Oracle’s Internal Controls Manager version 2, launched last week, is designed to help organisations comply with financial regulations by monitoring business processes and automating controls.
One new feature offers protection to chief executives and chief financial officers who have to sign off accounts under the Sarbanes-Oxley Act, which exposes them to legal liabilities.
This feature breaks down financial statements into a number of processes, each signed off by the individual process owner and auditor. ‘In this respect, chief executives and CFOs are not certifying blind, but with the knowledge that the financial statements have been built up under internal processes,’ said Michelle Maden, head of finance and compliance solutions at Oracle UK.
The first version of ICM, released last July, focused on helping firms to document their processes to comply with regulations. The latest version adds automation and certification features. Firms can embed automated controls into their business processes, to help them identify and mitigate potential risks.
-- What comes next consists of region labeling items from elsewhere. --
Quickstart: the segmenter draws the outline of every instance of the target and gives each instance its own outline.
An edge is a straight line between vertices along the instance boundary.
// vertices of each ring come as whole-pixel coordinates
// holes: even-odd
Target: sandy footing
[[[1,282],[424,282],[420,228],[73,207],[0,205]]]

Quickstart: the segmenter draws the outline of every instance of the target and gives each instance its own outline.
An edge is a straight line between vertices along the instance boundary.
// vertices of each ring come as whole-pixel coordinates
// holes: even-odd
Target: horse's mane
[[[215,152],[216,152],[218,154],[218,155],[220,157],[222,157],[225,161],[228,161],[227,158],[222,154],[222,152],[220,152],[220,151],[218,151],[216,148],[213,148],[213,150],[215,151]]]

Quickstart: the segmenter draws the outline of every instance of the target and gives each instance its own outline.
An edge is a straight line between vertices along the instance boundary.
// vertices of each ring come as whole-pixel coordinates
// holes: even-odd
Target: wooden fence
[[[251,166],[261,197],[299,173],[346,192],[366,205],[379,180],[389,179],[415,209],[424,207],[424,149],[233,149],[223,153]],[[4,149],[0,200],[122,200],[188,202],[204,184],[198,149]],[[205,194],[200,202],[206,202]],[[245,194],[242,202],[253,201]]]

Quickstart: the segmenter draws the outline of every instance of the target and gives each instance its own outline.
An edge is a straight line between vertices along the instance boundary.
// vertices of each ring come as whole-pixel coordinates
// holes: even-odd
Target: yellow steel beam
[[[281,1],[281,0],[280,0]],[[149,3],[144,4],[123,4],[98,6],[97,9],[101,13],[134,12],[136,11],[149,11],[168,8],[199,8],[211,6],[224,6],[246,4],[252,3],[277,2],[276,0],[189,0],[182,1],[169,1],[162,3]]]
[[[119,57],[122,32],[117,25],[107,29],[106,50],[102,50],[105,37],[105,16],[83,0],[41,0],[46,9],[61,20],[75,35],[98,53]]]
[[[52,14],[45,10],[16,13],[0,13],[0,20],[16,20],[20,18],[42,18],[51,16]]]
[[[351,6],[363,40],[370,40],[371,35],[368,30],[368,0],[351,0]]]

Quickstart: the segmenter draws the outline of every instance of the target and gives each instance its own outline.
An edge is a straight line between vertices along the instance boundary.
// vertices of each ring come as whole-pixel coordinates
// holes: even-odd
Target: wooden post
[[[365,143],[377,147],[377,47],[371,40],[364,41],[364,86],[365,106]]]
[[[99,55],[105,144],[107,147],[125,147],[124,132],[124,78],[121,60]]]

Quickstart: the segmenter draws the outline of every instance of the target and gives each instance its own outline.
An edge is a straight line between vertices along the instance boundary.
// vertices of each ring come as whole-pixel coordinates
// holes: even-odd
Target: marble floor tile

‘So a firm might have a process to manage payment with control steps such as approval limits,’ said Maden. ‘The system can put controls in place to highlight where a manager is getting close to their approval limit.’
The product – part of the Oracle E-Business Suite – was developed in the wake of financial scandals at Enron and WorldCom, and the subsequent introduction of regulations such as Sarbanes-Oxley and the new Combined Code in the UK.
‘The key issue is to make the investment world a safer place and to get firms to have better control over their environment,’ said Maden.
The EC published a proposal earlier this month for new auditing rules, similar to those of the Sarbanes-Oxley Act, to give shareholders more confidence in the accuracy of audited corporate accounts.
Although the proposal requires approval from the European Parliament and Council of Europe, analyst firm Gartner warned that the introduction of an EU auditing directive is inevitable. It said firms would need to set up independent audit committees to liaise directly with external auditors, bypassing company directors.